Les appelant près de lui, Jésus leur dit
en parabole : « Comment Satan (satanaV) peut-il expulser Satan ? Si un royaume est divisé contre
lui-même, ce royaume ne peut pas tenir. Si les gens d’une même maison se
divisent entre eux, ces gens ne pourront pas tenir. Si Satan s’est dressé
contre lui-même, s’il est divisé, il ne peut pas tenir ; c’en est fini de lui.
Mais personne ne peut entrer dans la maison d’un homme fort et piller ses
biens, s’il ne l’a d’abord ligoté. Alors seulement il pillera sa maison.

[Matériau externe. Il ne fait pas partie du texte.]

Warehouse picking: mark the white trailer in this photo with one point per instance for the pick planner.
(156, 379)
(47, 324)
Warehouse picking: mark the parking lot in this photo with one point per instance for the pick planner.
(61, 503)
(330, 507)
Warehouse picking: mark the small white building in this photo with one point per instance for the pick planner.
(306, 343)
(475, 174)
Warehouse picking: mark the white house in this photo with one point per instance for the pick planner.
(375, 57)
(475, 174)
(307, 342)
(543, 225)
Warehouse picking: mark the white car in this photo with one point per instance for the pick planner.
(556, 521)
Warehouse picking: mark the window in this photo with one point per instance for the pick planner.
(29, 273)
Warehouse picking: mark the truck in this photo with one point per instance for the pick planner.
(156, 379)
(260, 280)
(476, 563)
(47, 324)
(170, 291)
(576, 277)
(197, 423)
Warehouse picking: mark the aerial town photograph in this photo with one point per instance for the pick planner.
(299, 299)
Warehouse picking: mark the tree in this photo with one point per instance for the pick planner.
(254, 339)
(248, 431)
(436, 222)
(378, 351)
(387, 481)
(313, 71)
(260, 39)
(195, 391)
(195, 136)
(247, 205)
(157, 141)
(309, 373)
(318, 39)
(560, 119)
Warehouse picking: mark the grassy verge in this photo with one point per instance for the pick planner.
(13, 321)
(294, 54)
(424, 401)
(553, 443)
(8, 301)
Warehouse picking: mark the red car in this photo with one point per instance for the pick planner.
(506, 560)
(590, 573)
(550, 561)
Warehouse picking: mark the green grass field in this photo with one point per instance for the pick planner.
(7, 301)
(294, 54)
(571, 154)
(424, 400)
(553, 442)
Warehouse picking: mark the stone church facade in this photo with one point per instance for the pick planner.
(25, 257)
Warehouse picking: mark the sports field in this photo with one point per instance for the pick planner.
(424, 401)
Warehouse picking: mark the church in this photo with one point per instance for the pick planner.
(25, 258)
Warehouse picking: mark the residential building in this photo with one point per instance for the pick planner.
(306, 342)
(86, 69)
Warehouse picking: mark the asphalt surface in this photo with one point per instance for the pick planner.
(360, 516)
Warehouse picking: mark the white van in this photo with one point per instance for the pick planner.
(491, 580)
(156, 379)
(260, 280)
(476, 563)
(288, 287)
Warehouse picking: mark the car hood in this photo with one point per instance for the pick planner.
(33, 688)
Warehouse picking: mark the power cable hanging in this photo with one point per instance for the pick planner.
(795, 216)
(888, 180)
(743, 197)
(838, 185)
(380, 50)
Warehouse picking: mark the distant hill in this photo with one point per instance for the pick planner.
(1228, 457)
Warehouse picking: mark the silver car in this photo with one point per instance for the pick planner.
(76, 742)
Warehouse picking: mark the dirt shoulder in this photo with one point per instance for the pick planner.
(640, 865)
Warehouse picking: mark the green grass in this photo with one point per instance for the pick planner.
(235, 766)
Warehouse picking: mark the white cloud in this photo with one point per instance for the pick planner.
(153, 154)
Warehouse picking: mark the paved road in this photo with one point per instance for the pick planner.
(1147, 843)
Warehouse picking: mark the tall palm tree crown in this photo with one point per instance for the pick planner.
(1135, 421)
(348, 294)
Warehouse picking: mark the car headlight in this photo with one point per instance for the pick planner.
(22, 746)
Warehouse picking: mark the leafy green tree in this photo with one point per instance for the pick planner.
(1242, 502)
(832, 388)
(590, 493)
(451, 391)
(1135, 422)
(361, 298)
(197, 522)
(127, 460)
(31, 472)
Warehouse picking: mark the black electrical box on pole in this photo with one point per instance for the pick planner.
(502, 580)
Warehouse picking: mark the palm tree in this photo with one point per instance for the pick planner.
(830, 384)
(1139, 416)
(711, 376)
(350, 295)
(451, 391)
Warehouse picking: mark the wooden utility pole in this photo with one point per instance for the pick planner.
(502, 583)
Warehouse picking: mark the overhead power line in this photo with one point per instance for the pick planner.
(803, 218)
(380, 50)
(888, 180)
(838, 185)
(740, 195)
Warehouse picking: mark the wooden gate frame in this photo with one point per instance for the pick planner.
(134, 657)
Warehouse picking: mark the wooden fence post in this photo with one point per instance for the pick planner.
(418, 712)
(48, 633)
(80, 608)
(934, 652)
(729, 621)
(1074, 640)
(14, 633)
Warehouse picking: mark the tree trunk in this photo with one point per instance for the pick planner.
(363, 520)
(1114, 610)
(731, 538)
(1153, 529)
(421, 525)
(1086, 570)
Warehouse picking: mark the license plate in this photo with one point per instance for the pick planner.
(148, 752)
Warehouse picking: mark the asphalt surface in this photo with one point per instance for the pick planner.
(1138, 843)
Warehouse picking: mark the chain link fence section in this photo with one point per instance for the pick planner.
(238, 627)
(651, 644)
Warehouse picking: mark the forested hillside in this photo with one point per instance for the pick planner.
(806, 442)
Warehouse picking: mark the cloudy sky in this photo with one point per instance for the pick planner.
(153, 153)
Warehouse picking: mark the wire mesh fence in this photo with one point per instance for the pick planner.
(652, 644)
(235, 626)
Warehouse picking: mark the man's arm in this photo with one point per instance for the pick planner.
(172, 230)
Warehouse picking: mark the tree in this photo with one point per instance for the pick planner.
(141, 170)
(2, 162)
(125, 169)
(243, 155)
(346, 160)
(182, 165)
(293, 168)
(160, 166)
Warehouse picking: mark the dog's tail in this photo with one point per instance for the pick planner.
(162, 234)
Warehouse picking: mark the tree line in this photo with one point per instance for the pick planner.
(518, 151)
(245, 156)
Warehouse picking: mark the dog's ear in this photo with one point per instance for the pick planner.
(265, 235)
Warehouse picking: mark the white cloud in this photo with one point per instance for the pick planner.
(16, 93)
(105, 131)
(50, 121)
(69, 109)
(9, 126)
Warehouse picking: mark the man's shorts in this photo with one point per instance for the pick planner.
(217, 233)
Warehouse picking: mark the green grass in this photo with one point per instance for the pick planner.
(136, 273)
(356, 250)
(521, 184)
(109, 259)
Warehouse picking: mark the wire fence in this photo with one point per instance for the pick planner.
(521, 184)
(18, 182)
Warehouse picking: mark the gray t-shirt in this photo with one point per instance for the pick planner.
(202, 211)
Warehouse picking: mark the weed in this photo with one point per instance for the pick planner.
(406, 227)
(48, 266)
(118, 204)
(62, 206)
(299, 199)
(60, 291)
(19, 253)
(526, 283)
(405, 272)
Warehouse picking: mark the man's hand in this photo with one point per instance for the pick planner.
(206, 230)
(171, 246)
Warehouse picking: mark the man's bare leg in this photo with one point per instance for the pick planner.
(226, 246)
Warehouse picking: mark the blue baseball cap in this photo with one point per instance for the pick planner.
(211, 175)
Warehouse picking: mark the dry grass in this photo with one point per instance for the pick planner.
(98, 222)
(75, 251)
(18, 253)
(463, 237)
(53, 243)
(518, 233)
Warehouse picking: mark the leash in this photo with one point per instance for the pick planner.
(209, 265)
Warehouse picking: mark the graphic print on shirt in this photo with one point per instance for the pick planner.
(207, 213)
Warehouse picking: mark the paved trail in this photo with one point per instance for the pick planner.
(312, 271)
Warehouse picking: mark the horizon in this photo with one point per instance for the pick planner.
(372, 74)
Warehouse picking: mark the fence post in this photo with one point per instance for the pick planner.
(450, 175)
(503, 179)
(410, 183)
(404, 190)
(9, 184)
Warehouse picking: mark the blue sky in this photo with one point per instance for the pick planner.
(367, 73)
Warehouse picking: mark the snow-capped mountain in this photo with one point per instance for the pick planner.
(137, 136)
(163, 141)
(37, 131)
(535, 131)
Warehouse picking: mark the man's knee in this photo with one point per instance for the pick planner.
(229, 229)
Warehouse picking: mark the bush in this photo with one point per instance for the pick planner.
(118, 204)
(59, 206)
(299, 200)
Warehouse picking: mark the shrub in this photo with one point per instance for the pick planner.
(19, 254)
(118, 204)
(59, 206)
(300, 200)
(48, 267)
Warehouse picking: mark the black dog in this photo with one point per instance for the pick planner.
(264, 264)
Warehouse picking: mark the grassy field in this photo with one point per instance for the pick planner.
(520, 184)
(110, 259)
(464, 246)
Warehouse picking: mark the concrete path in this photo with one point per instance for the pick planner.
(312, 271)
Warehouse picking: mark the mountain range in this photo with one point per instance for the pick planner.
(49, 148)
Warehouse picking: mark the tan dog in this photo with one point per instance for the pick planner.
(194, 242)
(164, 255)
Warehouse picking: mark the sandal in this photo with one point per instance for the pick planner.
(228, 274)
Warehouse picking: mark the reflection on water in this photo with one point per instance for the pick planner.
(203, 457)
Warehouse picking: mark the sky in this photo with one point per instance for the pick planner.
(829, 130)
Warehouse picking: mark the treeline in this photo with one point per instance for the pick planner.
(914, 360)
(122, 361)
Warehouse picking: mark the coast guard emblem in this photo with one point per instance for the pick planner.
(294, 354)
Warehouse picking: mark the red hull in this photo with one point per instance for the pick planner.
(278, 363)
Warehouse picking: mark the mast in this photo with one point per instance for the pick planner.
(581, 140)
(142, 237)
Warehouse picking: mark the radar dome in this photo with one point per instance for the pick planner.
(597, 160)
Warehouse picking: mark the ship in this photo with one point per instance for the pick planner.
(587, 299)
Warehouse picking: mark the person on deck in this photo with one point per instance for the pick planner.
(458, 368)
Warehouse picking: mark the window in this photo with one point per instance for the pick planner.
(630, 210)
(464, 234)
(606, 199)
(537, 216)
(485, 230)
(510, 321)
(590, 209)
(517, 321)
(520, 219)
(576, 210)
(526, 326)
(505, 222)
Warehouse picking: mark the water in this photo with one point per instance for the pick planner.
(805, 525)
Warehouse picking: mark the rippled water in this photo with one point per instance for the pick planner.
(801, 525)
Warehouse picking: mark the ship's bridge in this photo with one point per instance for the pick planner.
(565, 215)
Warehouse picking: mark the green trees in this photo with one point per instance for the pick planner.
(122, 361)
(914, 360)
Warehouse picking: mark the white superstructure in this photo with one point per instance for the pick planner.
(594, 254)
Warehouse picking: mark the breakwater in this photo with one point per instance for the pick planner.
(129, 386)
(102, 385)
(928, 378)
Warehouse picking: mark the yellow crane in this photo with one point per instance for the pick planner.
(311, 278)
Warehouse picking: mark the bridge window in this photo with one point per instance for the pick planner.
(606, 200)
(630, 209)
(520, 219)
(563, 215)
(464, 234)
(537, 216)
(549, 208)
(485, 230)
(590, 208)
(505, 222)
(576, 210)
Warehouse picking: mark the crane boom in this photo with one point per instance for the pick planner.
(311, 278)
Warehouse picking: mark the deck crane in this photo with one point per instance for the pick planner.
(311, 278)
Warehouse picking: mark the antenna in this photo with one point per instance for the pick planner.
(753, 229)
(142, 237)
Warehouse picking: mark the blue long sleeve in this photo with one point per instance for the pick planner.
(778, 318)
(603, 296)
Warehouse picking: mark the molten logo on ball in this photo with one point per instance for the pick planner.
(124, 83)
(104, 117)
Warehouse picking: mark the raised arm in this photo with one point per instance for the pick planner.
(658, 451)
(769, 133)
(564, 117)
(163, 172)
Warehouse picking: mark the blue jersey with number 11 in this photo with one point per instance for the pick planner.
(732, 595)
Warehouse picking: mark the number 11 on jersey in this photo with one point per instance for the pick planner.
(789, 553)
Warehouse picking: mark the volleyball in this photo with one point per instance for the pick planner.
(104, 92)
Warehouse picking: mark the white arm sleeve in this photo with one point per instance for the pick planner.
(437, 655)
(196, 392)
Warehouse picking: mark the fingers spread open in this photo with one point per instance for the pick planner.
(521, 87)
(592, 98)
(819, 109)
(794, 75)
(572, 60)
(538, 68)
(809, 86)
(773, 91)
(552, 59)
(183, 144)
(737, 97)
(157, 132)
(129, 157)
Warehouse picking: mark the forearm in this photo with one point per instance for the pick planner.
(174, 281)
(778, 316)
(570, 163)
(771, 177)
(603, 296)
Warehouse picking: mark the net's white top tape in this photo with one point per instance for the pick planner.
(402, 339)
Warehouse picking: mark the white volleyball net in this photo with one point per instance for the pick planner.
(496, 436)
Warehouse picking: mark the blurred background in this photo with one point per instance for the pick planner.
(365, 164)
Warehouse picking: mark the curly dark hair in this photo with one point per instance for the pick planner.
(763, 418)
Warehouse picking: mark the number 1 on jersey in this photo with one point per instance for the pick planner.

Amen, je vous le dis : Tout sera pardonné aux enfants des hommes : leurs péchés et les blasphèmes (blasfemiai) qu’ils auront proférés. Mais si quelqu’un blasphème contre l’Esprit Saint (to pneuma to agion), il n’aura jamais de pardon. Il est coupable d’un péché éternel (aiwniou). » Jésus parla ainsi parce qu’ils avaient dit : « Il est possédé par un esprit impur. »
***
Aujourd’hui,
le cœur du sandwich (cf. Le sandwich de saint Marc). Les scribes tentent d’imputer au diable les actes de puissance de Jésus qui accompagnent sa prédication du royaume des
cieux : guérir et pardonner les péchés, cœur de son évangile, de sa « bonne
nouvelle ». Ils veulent le convaincre, ainsi que son entourage,
qu’il est « possédé par un esprit impur » et que toute son
action n’est que le fruit de cet esprit impur qui l’habite. La conversation
avec les démons lorsqu'il les expulse, le fait qu’ils soient les
premiers à le reconnaître, ont pu troubler ses contemporains. N’est-ce pas alors
le prince des démons qui s’entretient avec ses propres sujets auxquels il
commande ?
Jésus
réfute cette accusation par un argument rhétorique, assimilable au principe de
non-contradiction. Non, Satan le diviseur (c’est le sens du mot diable) n’est
pas divisé contre lui-même, ce serait absurde, et il irait de lui-même à sa
perte. Mais l’apparition de Jésus à fait naître un conflit entre son royaume
qui est de ce monde et le royaume des cieux qu’annonce le fils de Dieu.
Dans
la courte parabole de « l’homme fort », Jésus annonce très clairement
la couleur : il est, lui Jésus, cet autre homme, plus fort encore, qui va
ligoter Satan et piller sa maison et il le démontre en action.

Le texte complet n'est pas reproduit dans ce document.